Он казался постаревшим и совершенно измотанным, и глаза у него были такие, словно он не спал несколько суток. Но на нем был новехонький костюм, и он прикатил на новехоньком автомобиле, бесшумный ход которого наводил на мысли о бешеной цене.

Джордж сказал:

— Слава богу, что ты вернулся, Уолтер… Я готов уплатить тебе любые деньги за…

— Эй, — сказал я. — Сбавь темп. Ты тараторишь так быстро, что я ничего не понимаю. Начинай с самого начала и спокойней. Что случилось?

— Ничего не случилось. Все идет великолепно, Уолтер. Но у меня столько дел, что прямо рук не хватает, понимаешь? Я работаю по двадцать часов в сутки и делаю деньги с такой быстротой, что каждый час, который я не работаю, я теряю пятьдесят долларов, и я не могу позволить себе отдыхать за пятьдесят долларов в час, Уолтер, и…

— Брось, — сказал я. — Почему это ты не можешь позволить себе отдыхать? Если ты выколачиваешь по пятьдесят долларов в час, устрой себе десятичасовой рабочий день и… Клянусь всеми святыми, это же получится пятьсот долларов в день! Чего тебе еще нужно?

— Да? И терять остальные семьсот долларов в сутки? Нет, Уолтер, это слишком хорошо, чтобы это продолжалось долго. Как ты не понимаешь? Что-то обязательно случится, а я впервые в жизни получил возможность разбогатеть, и ты должен мне помочь, таким манером ты и сам разбогатеешь! Слушай, мы сможем работать на Этаоине посменно по двенадцать часов.

— На чем?

— На Этаоине Шрдлу. Так я его назвал, Уолтер. А печатный станок я сдаю в аренду, чтобы отдавать все время набору. Слушай, мы с тобой будем работать по две смены, по двенадцать часов, понимаешь? Временно, пока мы не разбогатеем. Я… я даю тебе четверть прибыли, хотя это мой линотип и моя типография. Это составит около трехсот долларов в день; две тысячи сто долларов за семидневную неделю! При расценках за наборные работы, которые я установил, в моих руках будут все заказы, которые мы сможем…
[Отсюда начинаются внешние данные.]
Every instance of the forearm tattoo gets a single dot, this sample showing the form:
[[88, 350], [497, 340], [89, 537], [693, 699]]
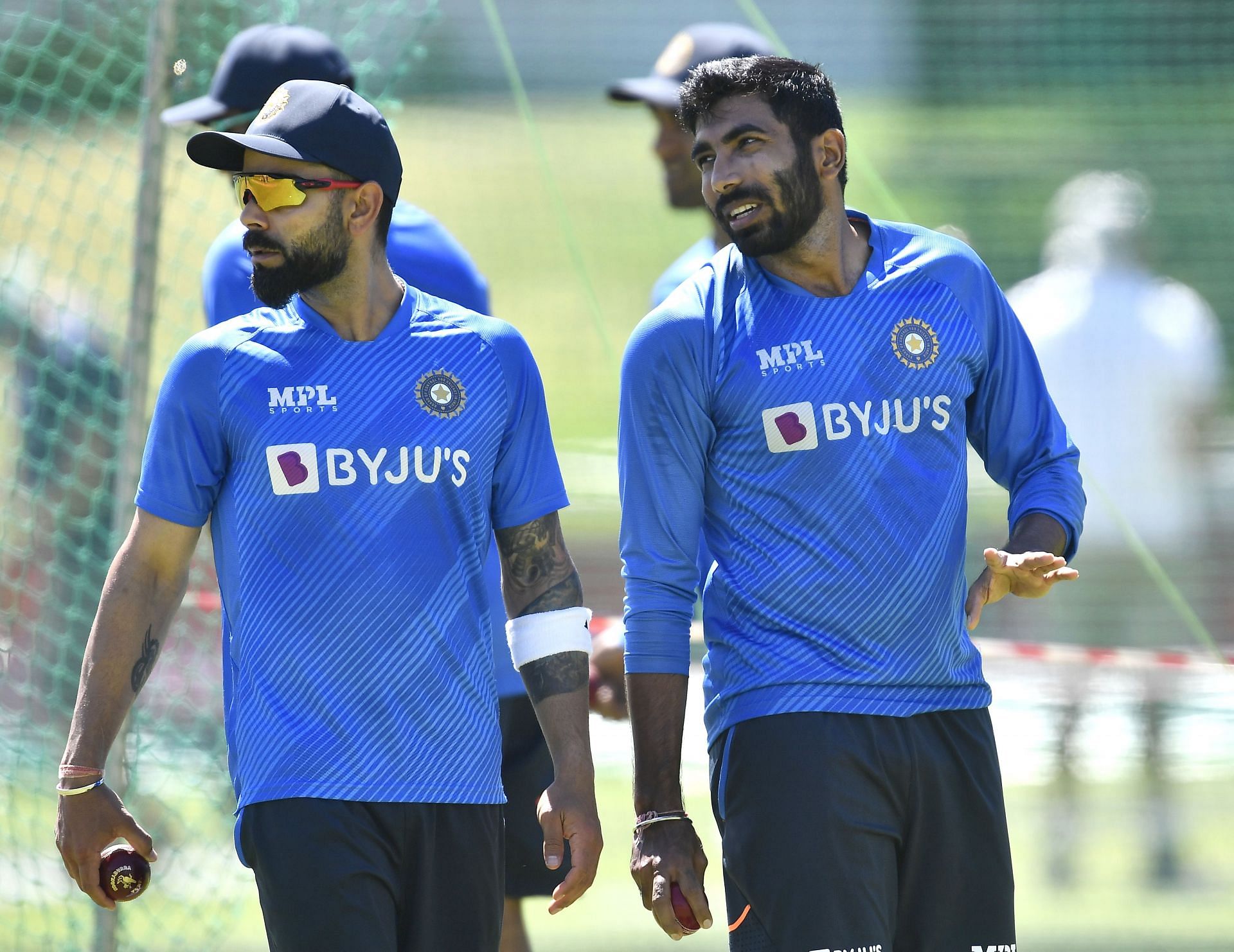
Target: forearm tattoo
[[536, 569], [555, 675], [146, 662]]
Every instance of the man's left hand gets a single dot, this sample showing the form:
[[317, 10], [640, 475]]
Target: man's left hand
[[567, 811], [1028, 575]]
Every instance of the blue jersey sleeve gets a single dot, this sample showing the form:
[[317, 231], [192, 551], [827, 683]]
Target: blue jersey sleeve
[[185, 452], [526, 480], [1012, 422], [426, 256], [228, 278], [664, 434]]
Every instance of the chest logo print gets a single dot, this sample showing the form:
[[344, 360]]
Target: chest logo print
[[441, 394], [915, 343], [790, 428]]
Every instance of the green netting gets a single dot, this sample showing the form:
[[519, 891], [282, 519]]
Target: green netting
[[963, 112]]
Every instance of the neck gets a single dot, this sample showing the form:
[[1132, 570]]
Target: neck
[[361, 301], [832, 257]]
— Еще раз сбавь темп, — сказал я. — Кому это ты установил? Центервилль не даст и десятой доли таких заказов.

— Не Центервилль, Уолтер. Нью-Йорк! Я получаю заказы от крупнейших книжных издателей. От Бергстрома, например. Или вот «Хэйз энд Хэйз» перебросили на меня все свои переиздания, и «Уилер Хауз», и «Уиллет энд Кларк». Понимаешь, я заключаю контракты на всю работу от начала до конца, затем плачу кому-нибудь за печатание и за переплеты, а сам занимаюсь только набором. И я требую, чтобы мне предоставили абсолютно точные оригиналы, тщательно оформленные. А если нужны какие-либо исправления, я сдаю это в подряд другому наборщику. Вот так-то я обжулил Этаоина Шрдлу. Ну как, идет?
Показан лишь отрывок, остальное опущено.